Designing a 21st century grid
“The ten year game plan, through 2025, is to demonstrate at scale the technologies we need to enable grid edge deployment and high penetration of low carbon power by 2020,” Danielson said. “That means funding at-scale demos by 2017 which are to be complete by the early 2020s.”
“The future grid provides a critical platform for U.S. prosperity, competitiveness, and innovation in a global clean energy economy,” a DOE presentation on the initiative explains. “It must deliver reliable, affordable, and clean electricity to consumers where they want it, when they want it, how they want it.”
“This year, for the first time, the three DOE offices will put out a single $75 million to $100 million call for proposals for the Grid Modernization Initiative,” Danielson said. “Half will be core technologies, the other half will be either solar specific or grid specific.”
The first five of the Initiative’s six major thrusts are sensing and measurements, design and planning tools, system operation and power flow, and security and resiliance.
Institutional Support, the sixth thrust, should be of unique interest to utilities and state utility regulators because it is aimed at engagement with stakeholders in the nuts and bolts of building a 21st century transmission and distribution system.
“It will take industry partners and stakeholder engagement for this to be successful,” Danielson said.
How to be a part of the solution
“This summer is the time for utilities and any other key stakeholders to engage with the DOE,” Danielson told Utility Dive in an exclusive interview after his conference appearance.
The department will be convening stakeholders over the summer in a follow-up set of workshops to address the Quadrennial Energy Review recommendations.
“We want to have a good honest-broker dialogue and be part of a conversation that helps the future grid evolve in a way that is strategic and good for the country,” Danielson said.

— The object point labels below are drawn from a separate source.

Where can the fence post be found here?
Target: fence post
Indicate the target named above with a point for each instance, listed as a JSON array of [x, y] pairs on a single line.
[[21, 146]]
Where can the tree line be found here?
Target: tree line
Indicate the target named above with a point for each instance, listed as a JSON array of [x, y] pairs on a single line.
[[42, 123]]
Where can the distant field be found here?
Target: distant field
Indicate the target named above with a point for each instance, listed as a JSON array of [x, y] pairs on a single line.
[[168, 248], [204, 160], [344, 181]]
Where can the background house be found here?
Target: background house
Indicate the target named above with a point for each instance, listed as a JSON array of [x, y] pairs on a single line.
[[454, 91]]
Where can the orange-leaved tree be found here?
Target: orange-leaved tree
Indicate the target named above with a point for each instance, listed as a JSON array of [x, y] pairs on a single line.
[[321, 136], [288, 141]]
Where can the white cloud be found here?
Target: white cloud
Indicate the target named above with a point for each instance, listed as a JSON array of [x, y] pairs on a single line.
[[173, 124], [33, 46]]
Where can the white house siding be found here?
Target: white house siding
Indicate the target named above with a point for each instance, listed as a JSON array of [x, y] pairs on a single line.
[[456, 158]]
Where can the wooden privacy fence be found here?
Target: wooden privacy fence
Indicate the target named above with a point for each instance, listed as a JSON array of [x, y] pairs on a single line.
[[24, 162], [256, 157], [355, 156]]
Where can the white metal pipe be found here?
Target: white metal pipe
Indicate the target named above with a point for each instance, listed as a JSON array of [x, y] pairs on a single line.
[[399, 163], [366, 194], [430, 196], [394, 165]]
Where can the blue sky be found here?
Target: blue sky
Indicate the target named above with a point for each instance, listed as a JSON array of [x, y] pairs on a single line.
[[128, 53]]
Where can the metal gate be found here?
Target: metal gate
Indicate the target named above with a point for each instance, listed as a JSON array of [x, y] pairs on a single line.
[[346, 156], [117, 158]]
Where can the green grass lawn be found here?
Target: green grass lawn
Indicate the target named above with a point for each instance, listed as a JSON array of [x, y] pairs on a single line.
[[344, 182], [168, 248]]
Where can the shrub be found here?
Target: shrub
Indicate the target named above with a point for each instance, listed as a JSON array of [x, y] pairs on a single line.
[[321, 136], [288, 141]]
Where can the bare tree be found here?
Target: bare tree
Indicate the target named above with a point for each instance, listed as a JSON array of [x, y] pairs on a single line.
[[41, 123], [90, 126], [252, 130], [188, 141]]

The two objectives are “to figure out where we need to go and what the proper role is for the federal government,” he added. “The state regulators are in the pole position here and we are asking for participation from utilities, equipment suppliers, service providers, and any other interested stakeholders.”
Because the Grid Modernization Initiative “is putting all of DOE’s grid investment under one strategic umbrella,” he explained, “We want feedback on whether the technical thrusts and stakeholder engagement thrusts are the right ones or how we need to think differently.”
The department sees this as an opportunity for utilities to be fully involved and express themselves. “Go and talk to our national labs about the kind of work you want to do with us,” he said.
Partnerships with key regional stakeholders will help the department understand what the regional and state level problems are, where to direct funding, and “how we can put forward good analysis with the capabilities we have at the national labs to help solve those problems,” Danielson said.
“That relationship building will allow us to understand at a deeper level what we can do to help, and then we can build those capabilities at our national labs in a kind of a virtuous cycle.”